Once agent has signed certificate, all subsequent connections use **mTLS**:

```rust
// src/interface/agent.rs - After bootstrap
impl PupoxideAgent {
    pub async fn fetch_catalog(&self) -> Result<Catalog> {
        let cert_pem = std::fs::read("/etc/pupoxide/agent.pem")?;
        let key_pem = std::fs::read("/etc/pupoxide/agent.key")?;
        
        let identity = reqwest::Identity::from_pem(&cert_pem, &key_pem)?;
        let client = reqwest::Client::builder()
            .identity(identity)
            .build()?;
        
        // All connections are now encrypted and authenticated
        client
            .post(format!("{}/catalog/{}/{}", 
                self.server_url, self.environment, self.node_name))
            .json(&facts)
            .send()
            .await?
            .json()
            .await
    }
}
```

**Master validates certificate during TLS handshake**:
```rust
// src/interface/server.rs - TLS middleware
async fn verify_client_cert(req: Request, next: Next) -> Result<Response, ServerError> {
    let cert_cn = req.extensions()
        .get::<ClientCertificate>()?
        .common_name();
    
    // Verify CN matches allowed nodes
    if !state.db.is_agent_registered(&cert_cn).await? {
        return Err(ServerError(StatusCode::UNAUTHORIZED, 
            format!("Agent {} not registered", cert_cn)));
    }
    
    Ok(next.run(req).await)
}
```

### Key Features

- ✅ **Two-Phase Security**: Bootstrap with token, then mTLS
- ✅ **Dynamic Certificate Generation**: Each agent gets unique signed cert
- ✅ **No Pre-shared Secrets**: Bootstrap token is single-use
- ✅ **Encryption in Transit**: All communication encrypted after bootstrap
- ✅ **Mutual Authentication**: Both Agent and Master verify each other
- ✅ **Revocation**: Admin can revoke agent by removing from DB
- ✅ **Self-contained**: Agent generates its own private key (never transmitted)

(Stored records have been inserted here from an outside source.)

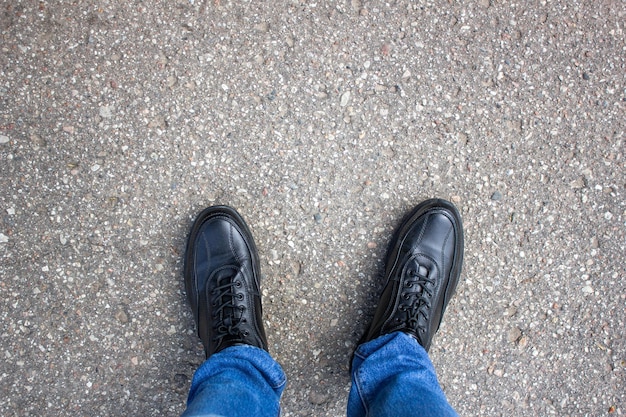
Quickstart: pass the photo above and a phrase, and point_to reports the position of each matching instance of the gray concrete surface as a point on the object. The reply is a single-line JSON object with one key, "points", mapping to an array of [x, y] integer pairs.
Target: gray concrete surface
{"points": [[322, 123]]}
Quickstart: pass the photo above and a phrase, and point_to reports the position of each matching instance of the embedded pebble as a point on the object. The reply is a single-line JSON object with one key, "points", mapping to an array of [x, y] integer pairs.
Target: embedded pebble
{"points": [[106, 112], [345, 98]]}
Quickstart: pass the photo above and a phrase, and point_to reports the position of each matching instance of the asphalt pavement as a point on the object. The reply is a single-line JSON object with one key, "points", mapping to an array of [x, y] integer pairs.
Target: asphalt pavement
{"points": [[322, 123]]}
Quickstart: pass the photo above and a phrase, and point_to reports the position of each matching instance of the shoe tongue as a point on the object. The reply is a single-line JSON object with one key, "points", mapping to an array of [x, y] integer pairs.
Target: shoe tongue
{"points": [[225, 276]]}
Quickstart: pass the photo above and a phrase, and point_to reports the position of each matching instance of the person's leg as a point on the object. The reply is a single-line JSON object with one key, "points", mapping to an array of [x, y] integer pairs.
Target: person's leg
{"points": [[393, 376], [391, 372], [238, 381], [222, 275]]}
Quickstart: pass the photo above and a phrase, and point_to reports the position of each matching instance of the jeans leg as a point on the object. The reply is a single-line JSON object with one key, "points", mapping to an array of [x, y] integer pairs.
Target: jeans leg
{"points": [[393, 376], [238, 381]]}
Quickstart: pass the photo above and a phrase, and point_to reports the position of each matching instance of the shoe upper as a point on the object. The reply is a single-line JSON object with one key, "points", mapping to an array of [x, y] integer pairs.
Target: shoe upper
{"points": [[222, 275], [422, 271]]}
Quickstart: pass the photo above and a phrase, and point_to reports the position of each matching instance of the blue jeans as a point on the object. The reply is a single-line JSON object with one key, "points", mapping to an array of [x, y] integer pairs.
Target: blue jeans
{"points": [[391, 376]]}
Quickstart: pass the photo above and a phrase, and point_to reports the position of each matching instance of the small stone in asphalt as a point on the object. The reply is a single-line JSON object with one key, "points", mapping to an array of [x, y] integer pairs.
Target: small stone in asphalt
{"points": [[345, 98], [514, 334], [106, 112]]}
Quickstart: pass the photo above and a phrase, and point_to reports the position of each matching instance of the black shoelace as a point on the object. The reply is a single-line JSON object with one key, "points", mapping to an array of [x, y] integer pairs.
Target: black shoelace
{"points": [[228, 317], [416, 296]]}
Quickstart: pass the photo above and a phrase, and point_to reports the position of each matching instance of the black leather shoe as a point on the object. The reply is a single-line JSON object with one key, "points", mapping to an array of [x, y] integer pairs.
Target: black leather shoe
{"points": [[222, 275], [422, 270]]}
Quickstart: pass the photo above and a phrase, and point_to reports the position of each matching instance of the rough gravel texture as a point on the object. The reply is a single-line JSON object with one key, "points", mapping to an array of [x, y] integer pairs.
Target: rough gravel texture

### Certificate Management

```
Master CA (long-lived):
  /etc/pupoxide/ca.pem        # CA public key
  /etc/pupoxide/ca.key        # CA private key (protected)

Agent Certificates (signed by Master CA):
  /etc/pupoxide/agent.pem     # Signed agent certificate
  /etc/pupoxide/agent.key     # Agent private key (local only)
```

### Technologies

| Component | Library | Reason |
|-----------|---------|--------|
| **CSR Generation** | `rcgen` | Pure Rust cert generation, no OpenSSL |
| **Server TLS** | `tokio-rustls` + `axum` | Native Rust, mTLS support |
| **Client TLS** | `reqwest` + `rustls` | Built-in certificate handling |
| **PEM Parsing** | `rustls-pemfile` | Read/write PEM files |

### Bootstrap Token Management

Bootstrap tokens should be:
- **Issued by Admin**: `pupoxide bootstrap --node-id agent-01`
- **Single-use**: Invalidated after first registration
- **Short-lived**: Expire after 1 hour (configurable)
- **Stored in DB**: Track which token was used by which agent

```rust
// src/infrastructure/bootstrap_token.rs
pub struct BootstrapToken {
    pub token: String,
    pub node_id: String,
    pub issued_at: i64,
    pub expires_at: i64,
    pub used_at: Option<i64>,
}
```

### Admin Commands

```bash
# Generate bootstrap token (one-time)
pupoxide bootstrap-token --node-id agent-node01 --ttl 3600
# Output: BOOTSTRAP_TOKEN_XXXXX

# On agent side:
pupoxide agent bootstrap --server master.example.com --node-id agent-node01 --token BOOTSTRAP_TOKEN_XXXXX

# On master side (view registered agents):
pupoxide agents list
# node_id          | cert_cn        | registered_at         | last_seen
# agent-node01     | agent-node01   | 2026-01-17 14:00:00  | 2026-01-17 14:05:00

# Revoke agent access:
pupoxide agents revoke --node-id agent-node01
```

### Future Extensions

- **Certificate Rotation**: Agents request new signed certs before expiry (e.g., every 30 days)
- **Revocation Lists (CRL)**: Master publishes list of revoked certs
- **OCSP**: Real-time certificate validity checking
- **Hardware Tokens**: Support for HSM-stored agent private keys


## 7. Development Conventions
*   **No Unwraps**: Use `Result` and `anyhow::Error`.
*   **Async**: Infrastructure layer is async (Tokio).
*   **Idempotency**: Always check existence/state before applying changes.
*   **Stable IDs**: Resource IDs must be deterministic (e.g., `Type[Path/Name]`).